“Seeing Other People”, sesto album in carriera per i Foxygen, band californiana dalla formazione mutevole ma che sempre ha fatto capo al polistrumentista Jonathan Rado e al vocalist Sam France, aggiunge un nuovo tassello nella ricerca filologica interna al mondo rock che i due stanno portando avanti sin dalle loro origini. Dopo il glam, il british blues, la psichedelia (chi non lo conoscesse vada ad ascoltarsi il bellissimo doppio “…and Star Power” del 2014) e il rock orchestrale, ecco giunto il momento per un tuffo negli anni Ottanta più pomposi, epici e ballabili, tenendo però sempre ben presenti i grandi maestri già affrontati nei dischi precedenti: David Bowie, la coppia Jagger / Richards, Lou Reed, Bruce Springsteen.

Proprio il rocker del New Jersey, quello del periodo d’oro del classico “Born in the U.S.A.”, viene in mente ascoltando l’opener muscoloso Work. È invece il Bowie di “Let’s Dance” a fare capolino in Mona, canzone dallo spirito romantico sensuale, così come gli Stones più pop sono i numi tutelari della fumosa title track. Face the Facts gode di un’atmosfera da lentone disco music alla Prince ed è inoltre impregnata di vari gingilli sonori che ricordano molto gli ultimi Daft Punk.

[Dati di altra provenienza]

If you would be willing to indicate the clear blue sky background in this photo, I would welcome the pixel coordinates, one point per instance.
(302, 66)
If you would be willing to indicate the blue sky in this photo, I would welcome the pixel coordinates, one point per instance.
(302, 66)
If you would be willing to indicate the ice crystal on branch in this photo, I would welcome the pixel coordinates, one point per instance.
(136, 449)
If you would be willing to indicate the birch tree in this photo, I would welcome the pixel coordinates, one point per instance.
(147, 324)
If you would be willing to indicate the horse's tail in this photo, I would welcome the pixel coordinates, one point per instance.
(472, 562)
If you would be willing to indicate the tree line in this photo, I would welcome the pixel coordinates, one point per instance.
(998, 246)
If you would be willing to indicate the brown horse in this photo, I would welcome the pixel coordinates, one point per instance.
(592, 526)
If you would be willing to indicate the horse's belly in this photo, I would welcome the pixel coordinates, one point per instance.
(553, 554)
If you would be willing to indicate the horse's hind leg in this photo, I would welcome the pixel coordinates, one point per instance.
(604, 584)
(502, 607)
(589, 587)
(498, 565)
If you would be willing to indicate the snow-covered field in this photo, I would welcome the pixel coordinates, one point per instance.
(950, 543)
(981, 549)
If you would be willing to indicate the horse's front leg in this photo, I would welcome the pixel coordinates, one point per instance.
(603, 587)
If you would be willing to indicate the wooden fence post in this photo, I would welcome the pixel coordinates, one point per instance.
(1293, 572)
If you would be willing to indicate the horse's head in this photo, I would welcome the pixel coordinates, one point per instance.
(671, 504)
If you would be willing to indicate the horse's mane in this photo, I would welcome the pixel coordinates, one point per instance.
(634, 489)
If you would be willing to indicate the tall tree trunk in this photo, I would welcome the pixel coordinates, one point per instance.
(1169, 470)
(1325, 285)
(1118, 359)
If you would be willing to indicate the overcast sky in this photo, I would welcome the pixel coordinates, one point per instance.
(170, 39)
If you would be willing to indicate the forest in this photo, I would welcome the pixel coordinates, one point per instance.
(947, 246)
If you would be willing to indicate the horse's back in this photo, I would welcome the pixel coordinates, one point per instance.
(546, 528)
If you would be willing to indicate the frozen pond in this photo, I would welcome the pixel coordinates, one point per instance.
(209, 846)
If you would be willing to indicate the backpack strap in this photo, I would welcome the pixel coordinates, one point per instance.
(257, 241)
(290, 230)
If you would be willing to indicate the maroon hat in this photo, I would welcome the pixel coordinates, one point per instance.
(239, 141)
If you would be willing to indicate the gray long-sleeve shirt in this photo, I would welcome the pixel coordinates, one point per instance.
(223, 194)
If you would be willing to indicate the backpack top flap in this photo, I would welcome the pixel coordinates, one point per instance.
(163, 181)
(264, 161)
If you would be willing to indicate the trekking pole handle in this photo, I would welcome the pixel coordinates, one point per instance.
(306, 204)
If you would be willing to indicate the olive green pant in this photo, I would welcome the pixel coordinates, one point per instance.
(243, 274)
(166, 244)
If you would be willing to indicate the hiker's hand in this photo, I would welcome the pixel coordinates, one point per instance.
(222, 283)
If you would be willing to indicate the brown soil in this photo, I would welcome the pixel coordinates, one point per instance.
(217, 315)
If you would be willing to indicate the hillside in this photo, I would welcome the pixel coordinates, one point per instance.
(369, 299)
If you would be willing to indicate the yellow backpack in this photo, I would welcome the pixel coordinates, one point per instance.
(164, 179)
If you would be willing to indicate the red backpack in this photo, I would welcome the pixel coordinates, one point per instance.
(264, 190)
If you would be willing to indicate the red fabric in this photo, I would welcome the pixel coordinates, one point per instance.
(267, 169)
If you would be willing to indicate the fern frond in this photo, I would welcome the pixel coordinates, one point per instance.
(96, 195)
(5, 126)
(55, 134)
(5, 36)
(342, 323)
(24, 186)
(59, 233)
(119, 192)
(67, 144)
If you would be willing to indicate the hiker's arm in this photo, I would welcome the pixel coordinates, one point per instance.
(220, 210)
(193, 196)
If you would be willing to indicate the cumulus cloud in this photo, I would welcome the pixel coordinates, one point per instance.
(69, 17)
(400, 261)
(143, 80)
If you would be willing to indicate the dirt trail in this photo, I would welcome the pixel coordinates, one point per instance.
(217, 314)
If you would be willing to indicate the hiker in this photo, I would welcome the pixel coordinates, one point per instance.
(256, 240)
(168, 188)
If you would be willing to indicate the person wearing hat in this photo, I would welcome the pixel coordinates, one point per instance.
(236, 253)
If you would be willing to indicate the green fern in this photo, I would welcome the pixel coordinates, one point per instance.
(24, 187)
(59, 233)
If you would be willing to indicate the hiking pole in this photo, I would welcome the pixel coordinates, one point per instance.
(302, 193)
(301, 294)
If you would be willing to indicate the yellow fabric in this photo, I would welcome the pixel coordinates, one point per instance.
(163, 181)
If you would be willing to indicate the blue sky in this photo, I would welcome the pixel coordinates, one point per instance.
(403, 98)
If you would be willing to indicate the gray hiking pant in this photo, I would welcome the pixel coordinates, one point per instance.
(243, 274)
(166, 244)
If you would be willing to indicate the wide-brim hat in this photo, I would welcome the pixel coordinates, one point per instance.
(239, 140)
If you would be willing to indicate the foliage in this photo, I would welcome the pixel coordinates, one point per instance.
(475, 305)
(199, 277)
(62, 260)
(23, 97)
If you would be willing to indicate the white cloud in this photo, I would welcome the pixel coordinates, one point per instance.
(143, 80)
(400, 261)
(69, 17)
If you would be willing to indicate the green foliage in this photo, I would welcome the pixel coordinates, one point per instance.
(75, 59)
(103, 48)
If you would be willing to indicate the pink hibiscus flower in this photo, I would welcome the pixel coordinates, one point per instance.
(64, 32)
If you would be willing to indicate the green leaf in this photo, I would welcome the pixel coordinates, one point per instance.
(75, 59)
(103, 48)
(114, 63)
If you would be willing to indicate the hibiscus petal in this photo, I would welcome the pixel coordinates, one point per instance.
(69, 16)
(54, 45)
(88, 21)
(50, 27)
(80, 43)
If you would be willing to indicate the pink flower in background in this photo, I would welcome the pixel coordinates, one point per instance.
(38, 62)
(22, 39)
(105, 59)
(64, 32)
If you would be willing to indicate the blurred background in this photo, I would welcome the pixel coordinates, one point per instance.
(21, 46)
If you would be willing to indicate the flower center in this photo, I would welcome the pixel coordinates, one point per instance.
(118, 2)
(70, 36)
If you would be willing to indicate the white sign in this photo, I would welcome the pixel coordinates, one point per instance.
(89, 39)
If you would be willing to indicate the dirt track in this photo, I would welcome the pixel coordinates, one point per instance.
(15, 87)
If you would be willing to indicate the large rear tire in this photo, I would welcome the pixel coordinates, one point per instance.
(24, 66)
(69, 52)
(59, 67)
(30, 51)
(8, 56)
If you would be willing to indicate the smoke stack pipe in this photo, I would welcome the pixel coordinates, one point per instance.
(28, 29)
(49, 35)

Con Livin’ a Lie torna il mood teatrale e bohemienne già conosciuto dai fan in passato, soprattutto nella languida interpretazione di France, mentre è ancora il boss lo spirito guida della carichissima The Thing Is, sicuro inno da cantare a squarciagola durante i futuri live della band. News è un altro pezzo trascinante con un super riff di sintetizzatore, mentre i due brani finali ripropongono i Foxygen che tutti noi avevamo imparato ad amare: Flag at Half-Mast è una super ballad seventies style basata su chitarra acustica e pianoforte, The Conclusion un adorabile funky urbano pieno zeppo di assolini di elettrica. Non il miglior album del duo di Agoura Hills, ma assolutamente un ottimo esperimento pop-rock.